Счастье длилось недолго. В какую-то злополучную минуту вагон вдруг страшно застонал, в последний раз скрежетнул, ляскнул зубами, как издыхающий зверь, — и остановился. Несколько мгновений пассажиры продолжали сидеть неподвижно и молчали, — они пытались надеяться. Всем хотелось верить, что остановка эта случайная.

— Дальше не пойдем? — спросил кто-то упавшим голосом.

— Пойдете, — каркнула вагоновожатая. — Ногами пойдете. На своих на двоих.

Мы вылезли из вагона и пошли. Именно так, как она сказала: ногами. Ноги сразу заныли и затосковали.

«Все-таки, — утешала я себя, — не надо грешить, мы проехали порядочный кусок. Самый тяжелый — мимо бесконечных пустырей. Мы уже на Выборгской стороне, и то хлеб!

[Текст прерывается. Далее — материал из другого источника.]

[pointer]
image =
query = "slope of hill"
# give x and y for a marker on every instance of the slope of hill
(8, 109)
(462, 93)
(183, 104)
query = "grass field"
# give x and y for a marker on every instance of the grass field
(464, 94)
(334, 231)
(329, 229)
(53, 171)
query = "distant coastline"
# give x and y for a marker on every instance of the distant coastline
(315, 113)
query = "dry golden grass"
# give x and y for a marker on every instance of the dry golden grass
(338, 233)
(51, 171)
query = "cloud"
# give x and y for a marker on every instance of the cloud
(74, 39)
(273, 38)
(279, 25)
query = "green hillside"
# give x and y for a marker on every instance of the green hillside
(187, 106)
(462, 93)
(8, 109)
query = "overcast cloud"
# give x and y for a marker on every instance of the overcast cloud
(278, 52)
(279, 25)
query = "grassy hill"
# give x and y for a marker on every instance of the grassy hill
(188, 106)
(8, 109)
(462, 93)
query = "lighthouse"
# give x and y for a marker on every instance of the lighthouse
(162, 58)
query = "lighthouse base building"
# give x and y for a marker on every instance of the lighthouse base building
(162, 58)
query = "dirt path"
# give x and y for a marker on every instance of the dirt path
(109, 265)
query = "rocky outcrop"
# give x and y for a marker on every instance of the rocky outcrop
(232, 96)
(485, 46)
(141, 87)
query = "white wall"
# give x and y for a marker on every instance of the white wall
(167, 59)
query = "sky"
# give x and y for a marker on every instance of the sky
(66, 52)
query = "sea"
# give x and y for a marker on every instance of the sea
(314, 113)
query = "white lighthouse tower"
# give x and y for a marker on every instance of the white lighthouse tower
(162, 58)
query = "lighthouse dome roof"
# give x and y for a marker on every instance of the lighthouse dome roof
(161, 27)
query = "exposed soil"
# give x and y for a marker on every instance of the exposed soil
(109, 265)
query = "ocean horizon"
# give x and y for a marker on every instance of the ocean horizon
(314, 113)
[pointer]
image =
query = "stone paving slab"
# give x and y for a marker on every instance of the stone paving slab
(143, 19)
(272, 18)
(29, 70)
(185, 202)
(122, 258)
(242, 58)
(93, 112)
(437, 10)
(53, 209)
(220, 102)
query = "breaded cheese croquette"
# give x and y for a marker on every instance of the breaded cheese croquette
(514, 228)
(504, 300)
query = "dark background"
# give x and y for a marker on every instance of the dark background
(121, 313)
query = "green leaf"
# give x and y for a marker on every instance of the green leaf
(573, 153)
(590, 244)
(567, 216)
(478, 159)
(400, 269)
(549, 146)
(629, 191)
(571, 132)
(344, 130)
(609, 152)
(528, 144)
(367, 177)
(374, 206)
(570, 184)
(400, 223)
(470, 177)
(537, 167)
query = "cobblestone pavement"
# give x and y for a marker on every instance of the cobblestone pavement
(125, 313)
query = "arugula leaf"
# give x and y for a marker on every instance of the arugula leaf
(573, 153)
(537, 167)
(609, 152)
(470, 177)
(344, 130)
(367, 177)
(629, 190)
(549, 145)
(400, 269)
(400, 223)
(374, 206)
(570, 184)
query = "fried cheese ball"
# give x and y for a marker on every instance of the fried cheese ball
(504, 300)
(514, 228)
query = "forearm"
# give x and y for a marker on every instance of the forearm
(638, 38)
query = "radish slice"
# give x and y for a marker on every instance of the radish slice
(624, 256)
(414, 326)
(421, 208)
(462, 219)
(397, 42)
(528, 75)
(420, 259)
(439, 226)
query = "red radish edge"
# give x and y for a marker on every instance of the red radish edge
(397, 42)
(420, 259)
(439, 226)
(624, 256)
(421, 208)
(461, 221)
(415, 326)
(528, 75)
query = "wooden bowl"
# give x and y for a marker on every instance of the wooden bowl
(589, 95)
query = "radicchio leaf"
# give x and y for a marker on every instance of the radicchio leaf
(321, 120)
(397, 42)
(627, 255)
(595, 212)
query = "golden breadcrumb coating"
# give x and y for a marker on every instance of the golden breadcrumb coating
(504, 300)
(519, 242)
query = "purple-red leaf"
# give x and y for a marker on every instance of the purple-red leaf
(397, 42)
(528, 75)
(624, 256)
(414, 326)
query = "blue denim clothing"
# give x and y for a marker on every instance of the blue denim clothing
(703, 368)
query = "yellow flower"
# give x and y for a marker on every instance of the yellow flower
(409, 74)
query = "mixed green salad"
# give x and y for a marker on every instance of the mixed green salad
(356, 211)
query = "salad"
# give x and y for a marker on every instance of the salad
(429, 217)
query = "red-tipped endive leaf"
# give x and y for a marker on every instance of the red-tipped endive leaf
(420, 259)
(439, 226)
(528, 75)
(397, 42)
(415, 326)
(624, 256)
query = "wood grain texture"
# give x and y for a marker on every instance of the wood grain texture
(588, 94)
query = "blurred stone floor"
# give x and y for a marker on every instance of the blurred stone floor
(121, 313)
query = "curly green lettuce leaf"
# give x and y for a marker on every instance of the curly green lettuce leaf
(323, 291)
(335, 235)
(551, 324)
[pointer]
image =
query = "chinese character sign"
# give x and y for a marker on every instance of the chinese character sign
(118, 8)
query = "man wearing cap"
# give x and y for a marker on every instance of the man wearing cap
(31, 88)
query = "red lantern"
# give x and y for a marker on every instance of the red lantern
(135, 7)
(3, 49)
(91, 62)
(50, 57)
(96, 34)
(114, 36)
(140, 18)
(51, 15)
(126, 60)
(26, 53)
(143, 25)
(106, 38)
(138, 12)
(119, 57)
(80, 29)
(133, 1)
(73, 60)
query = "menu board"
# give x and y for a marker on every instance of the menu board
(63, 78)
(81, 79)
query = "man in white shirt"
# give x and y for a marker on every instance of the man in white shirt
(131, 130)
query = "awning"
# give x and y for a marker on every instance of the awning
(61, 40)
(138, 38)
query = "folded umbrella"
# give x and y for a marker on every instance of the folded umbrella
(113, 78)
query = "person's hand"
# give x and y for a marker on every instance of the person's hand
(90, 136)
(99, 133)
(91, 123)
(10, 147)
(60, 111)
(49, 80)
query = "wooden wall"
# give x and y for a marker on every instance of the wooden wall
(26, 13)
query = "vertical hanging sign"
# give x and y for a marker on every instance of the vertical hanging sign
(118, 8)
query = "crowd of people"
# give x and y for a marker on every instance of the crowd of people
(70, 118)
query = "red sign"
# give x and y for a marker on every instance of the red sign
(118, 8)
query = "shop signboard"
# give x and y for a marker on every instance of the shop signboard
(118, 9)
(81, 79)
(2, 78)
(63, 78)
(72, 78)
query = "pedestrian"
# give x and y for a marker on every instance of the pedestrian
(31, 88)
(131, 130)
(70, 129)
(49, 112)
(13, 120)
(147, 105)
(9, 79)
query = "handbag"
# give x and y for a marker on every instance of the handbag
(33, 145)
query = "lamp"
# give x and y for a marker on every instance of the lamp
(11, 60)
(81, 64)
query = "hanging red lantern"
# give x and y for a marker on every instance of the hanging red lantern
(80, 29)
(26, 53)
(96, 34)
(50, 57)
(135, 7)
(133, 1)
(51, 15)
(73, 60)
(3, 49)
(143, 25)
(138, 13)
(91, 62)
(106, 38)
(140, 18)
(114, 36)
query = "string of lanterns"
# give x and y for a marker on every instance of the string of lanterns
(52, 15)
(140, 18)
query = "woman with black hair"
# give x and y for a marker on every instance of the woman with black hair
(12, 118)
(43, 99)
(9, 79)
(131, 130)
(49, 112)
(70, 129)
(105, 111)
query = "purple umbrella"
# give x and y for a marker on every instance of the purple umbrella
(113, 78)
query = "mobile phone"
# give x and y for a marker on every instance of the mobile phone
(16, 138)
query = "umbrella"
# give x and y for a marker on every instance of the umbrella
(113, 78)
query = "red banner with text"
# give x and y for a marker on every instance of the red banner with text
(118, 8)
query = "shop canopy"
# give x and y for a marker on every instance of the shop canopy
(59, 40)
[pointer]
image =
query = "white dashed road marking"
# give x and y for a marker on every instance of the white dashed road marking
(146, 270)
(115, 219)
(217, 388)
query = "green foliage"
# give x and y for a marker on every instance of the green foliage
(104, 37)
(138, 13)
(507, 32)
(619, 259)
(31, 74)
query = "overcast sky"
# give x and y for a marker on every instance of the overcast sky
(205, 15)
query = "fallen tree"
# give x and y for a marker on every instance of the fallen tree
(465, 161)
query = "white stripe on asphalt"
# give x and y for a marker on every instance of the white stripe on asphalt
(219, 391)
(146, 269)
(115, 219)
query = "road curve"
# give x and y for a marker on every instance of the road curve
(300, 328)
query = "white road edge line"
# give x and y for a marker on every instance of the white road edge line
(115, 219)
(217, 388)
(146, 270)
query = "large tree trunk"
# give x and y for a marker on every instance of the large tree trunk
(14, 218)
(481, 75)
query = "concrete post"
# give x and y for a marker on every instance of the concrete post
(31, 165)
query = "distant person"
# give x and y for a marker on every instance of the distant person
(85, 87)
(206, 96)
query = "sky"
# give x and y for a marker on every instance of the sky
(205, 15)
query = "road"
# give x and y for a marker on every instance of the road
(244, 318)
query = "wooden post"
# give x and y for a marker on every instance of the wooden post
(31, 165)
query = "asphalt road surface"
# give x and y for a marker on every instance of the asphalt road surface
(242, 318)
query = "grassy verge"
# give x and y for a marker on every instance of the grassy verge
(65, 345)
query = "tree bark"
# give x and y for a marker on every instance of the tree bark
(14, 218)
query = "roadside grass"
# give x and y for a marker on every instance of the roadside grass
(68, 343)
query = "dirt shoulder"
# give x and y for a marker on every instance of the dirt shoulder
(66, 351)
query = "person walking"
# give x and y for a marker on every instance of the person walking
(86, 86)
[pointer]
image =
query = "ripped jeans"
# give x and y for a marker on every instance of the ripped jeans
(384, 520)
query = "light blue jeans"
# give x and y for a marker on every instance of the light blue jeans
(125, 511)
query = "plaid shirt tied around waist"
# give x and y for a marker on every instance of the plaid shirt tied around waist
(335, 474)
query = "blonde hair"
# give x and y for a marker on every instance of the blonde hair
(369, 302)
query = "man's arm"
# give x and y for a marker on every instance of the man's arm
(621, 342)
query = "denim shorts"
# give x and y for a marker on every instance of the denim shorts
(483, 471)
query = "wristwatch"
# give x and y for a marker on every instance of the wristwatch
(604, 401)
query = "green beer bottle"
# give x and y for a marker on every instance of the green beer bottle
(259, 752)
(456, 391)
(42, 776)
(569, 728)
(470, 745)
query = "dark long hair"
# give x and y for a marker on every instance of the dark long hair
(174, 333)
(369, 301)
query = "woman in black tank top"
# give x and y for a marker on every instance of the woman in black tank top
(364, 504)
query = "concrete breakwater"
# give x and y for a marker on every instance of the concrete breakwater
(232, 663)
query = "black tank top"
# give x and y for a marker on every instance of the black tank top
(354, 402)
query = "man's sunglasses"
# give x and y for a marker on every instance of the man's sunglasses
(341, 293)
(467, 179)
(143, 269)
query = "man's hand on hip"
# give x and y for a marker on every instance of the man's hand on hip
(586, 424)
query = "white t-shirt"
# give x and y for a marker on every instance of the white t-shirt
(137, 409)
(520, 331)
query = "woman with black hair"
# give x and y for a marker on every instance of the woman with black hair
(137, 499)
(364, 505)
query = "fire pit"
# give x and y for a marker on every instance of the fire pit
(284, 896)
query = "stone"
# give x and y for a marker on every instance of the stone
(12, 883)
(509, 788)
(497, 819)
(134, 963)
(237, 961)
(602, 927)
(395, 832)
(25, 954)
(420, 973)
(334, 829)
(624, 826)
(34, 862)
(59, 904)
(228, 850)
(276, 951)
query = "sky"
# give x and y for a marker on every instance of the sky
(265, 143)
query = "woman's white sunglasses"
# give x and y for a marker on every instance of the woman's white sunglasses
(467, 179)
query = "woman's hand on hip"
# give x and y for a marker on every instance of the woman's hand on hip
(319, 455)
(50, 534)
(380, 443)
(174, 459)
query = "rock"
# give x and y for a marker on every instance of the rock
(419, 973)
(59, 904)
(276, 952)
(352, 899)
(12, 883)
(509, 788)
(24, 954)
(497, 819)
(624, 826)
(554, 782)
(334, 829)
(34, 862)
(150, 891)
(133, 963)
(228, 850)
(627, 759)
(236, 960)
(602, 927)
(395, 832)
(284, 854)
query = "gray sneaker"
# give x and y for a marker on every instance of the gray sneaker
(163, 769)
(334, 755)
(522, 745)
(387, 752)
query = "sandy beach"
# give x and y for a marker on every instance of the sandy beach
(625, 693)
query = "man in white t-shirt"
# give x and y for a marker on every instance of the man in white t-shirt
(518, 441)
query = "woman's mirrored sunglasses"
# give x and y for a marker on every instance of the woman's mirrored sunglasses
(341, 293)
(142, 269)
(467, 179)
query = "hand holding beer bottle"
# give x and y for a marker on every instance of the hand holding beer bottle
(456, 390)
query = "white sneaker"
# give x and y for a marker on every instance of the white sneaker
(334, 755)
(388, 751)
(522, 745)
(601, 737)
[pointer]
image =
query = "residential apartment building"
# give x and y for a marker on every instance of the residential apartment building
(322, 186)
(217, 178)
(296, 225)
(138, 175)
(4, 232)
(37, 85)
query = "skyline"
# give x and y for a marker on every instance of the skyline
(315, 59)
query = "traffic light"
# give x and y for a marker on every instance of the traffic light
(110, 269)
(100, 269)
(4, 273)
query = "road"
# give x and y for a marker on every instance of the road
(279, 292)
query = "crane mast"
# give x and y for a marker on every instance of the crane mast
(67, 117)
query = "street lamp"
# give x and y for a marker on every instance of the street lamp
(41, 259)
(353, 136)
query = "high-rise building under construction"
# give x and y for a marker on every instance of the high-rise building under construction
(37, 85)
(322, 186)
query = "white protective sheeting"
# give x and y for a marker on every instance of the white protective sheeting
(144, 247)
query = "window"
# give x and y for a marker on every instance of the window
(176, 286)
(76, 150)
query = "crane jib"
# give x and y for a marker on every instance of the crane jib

Пока светло, рассматриваю, не останавливаясь, мимоходом, плакаты, расклеенные на заборах и стенах домов. Тут и призыв: «Грамотный! Обучи неграмотного!» Тут и напоминание о том, что «сифилис — не позор, а несчастье!» (говорят, какой-то неутешный сифилитик на одном из таких плакатов скептически нацарапал карандашом: «Мене от етово не лехче»). Самый развлекательный плакат показывает гигантскую вошь, похожую на краба или каракатицу. Это — вошь-дама. Зад у нее нарисован прозрачный, словно тюлевый, он битком набит великим множеством яичек, будущих вшат… Надписи подробно и понятно разъясняют механику заражения сыпным тифом, который и разносит вот эта самая вошь.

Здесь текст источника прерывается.